I’m so excited that we’re all reading Dracula together. As we temporarily leave our friend Jonathan in Transylvania sans shaving mirror, to catch up with Nerd Queen Mina Murray, I thought I’d volunteer a little close reading walk-through of some of the stuff we’ve already seen. I do this as someone who has 1) seen a bunch of posts saying Don’t Panic Because of Problematic™ Elements and 2) taught Dracula in both literature and history classes because I’m that kind of nerd, I mean professor. Also, I thought it might be helpful to have an illustration of how you (yes, you!) can read and find multiple meanings in a text.
If anyone replies on this post with a variation on “the curtains are blue,” that person is getting blocked. Okay? Are we sitting comfortably? Good. Let’s talk about Jonathan Harker and Orientalism. Conveniently, we can do this using just evidence from Chapters 1-2; but you’ll be able to see more of this throughout the book. The brilliant Edward Saïd came up with the term Orientalism to describe taking “the basic distinction between East and West as the starting point for elaborate theories, epics, novels, social descriptions, and political accounts concerning ‘the Orient.’” As it happens, it is super easy to illustrate how Jonathan’s perceptions of his journey participate in Orientalism.
Ex. 1, as he enters Budapest: The impression I had was that we were leaving the West and entering the East; the most western of splendid bridges over the Danube, which is here of noble width and depth, took us among the traditions of Turkish rule.

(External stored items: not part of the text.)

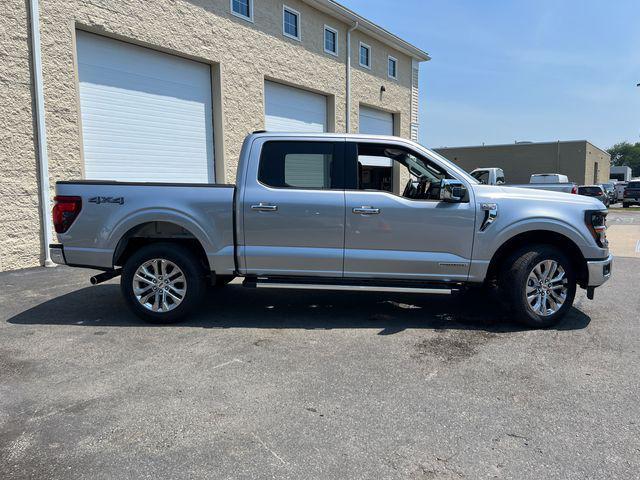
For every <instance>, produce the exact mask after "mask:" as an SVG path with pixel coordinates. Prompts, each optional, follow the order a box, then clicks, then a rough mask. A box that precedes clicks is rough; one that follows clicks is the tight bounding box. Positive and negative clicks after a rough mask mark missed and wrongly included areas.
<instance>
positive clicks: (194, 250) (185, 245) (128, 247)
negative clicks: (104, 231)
mask: <svg viewBox="0 0 640 480" xmlns="http://www.w3.org/2000/svg"><path fill="white" fill-rule="evenodd" d="M166 242H170V243H177V244H180V245H183V246H184V247H186V248H188V249H189V250H191V251H192V252H194V254H195V255H196V257H197V258H198V260H199V261H200V262H201V264H202V266H203V267H204V268H206V269H207V271H209V270H211V266H210V265H209V260H208V258H207V254H206V251H205V249H204V246H203V245H202V242H201V241H200V239H199V238H198V237H197V236H196V235H194V234H193V232H192V231H191V230H190V229H188V228H186V227H184V226H183V225H179V224H177V223H175V222H172V221H166V220H149V221H145V222H142V223H139V224H137V225H135V226H133V227H130V228H129V229H128V230H127V231H126V232H125V233H124V234H123V235H122V236H121V237H120V239H119V240H118V243H117V245H116V248H115V250H114V252H113V265H114V266H121V265H123V264H124V263H125V262H126V261H127V259H128V258H129V257H130V256H131V255H132V254H133V253H134V252H135V251H137V250H139V249H140V248H141V247H143V246H145V245H149V244H151V243H166Z"/></svg>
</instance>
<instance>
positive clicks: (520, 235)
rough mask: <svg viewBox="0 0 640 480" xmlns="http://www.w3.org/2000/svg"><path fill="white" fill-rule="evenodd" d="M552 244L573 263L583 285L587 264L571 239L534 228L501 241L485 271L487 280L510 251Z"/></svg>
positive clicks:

So here is Jonathan, in the city of Budapest, which got a massive makeover just five years before, in 1892, to celebrate the 1000-year anniversary of its mythical founding. The fancy imperial architecture is fresh and shiny. Also brand new (as of 1896) is Budapest’s electrified subway, the oldest in continental Europe. But to Jonathan, he’s entering “the traditions of Turkish rule,” which have been rhetorically opposed to European liberalism since at least the late sixteenth century. Before that, it’s muddier, and early modern political realities are much more complicated than that, but I’m not going to digress here on what the history of this region actually is. What’s crucial is that, despite all this complex reality (and the subway system), for Jonathan, he crosses a bridge and BAM, rhetorical departure from the West, entry into the East, which is characterized by sensuality, superstition, and despots (who can be sensual as well as tyrannical. Remind you of anyone?)
Ex. 2, the trains: It seems to me that the further east you go the more unpunctual are the trains. What ought they to be in China?

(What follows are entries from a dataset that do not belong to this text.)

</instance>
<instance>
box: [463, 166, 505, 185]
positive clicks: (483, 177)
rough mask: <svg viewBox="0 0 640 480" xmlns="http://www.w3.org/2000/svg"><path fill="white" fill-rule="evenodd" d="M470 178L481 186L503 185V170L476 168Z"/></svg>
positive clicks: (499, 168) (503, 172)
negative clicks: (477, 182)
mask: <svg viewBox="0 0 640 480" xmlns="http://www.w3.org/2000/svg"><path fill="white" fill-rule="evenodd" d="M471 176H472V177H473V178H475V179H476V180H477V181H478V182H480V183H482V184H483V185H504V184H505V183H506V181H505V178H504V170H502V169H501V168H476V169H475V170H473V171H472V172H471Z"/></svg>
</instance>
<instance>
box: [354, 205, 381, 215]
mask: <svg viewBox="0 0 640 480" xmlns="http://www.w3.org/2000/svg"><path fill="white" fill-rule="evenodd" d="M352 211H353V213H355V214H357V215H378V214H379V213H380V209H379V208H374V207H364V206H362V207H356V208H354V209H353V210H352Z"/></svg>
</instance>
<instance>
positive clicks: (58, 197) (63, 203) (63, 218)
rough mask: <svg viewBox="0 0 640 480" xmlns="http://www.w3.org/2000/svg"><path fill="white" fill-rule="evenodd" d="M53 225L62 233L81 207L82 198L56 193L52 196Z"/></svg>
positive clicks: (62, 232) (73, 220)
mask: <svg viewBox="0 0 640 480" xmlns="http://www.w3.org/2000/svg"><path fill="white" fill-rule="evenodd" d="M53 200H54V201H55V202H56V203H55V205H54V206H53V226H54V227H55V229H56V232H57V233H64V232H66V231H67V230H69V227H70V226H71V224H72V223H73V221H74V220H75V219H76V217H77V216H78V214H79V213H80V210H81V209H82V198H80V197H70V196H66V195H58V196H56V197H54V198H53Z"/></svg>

Again, we have a simple equation here. The more East you go, the less modernity and technology you have. Orientalism 101. The Count’s elaborate and generous hospitality, too, fits the stereotypes of Oriental rulers. And we’ve already talked a lot about all the peasants and their Primitive Superstitions.™ But wait!

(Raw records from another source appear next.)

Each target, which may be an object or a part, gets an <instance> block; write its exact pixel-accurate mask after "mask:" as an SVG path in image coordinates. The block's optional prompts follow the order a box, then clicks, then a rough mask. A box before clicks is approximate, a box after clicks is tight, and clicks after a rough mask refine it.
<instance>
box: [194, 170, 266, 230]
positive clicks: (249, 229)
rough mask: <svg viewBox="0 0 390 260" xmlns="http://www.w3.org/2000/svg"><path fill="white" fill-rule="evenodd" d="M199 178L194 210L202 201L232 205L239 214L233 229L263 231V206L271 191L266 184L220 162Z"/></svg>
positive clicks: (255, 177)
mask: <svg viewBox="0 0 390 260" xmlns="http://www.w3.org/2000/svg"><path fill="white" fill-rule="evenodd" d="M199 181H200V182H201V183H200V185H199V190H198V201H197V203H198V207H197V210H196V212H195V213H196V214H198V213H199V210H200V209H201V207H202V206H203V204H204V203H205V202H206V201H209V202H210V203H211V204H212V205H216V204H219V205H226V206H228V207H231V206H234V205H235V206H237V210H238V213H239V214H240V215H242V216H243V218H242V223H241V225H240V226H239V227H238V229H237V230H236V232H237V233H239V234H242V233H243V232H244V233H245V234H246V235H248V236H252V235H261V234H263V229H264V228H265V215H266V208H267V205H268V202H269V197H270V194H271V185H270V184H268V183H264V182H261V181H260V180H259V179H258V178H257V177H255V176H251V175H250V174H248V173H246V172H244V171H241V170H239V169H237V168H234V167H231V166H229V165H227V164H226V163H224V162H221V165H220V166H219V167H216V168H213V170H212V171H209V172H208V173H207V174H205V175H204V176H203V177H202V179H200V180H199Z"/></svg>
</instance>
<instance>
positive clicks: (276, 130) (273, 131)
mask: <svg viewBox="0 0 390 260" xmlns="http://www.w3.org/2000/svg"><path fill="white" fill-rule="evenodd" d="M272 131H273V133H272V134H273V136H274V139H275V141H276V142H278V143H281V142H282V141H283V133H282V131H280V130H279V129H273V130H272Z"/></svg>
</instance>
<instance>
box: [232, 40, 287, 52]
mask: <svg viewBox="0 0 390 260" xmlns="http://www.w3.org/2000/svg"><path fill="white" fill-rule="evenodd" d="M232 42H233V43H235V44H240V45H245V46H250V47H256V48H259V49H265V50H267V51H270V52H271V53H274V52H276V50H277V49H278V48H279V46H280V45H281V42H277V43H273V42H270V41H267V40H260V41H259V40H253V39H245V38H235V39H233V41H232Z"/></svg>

The Eastern peasants, with their multiple local languages and their quaint costumes and their worship at roadside shrines and their reliance on physical totems like the rosary… they are right about the way the world of the novel works, and our friend Jonathan, as it happens, is wrong. If Jonathan has a hope of surviving, he had better start relinquishing some of his respectable certainties (who is more respectable than an English solicitor with vague allegiance to the Church of England?) in favor of acknowledging the messy realities of where he finds himself. And all of this is 1) pretty explicit in the text 2) very complex in terms of how it asks us, the readers, to consider how we think about categories like modernity, civilization, and superstition.
Ta-da! See? Lit crit is meant to be fun, actually. [Take a literature or history course if you can; we’re doing this sort of thing all the time.]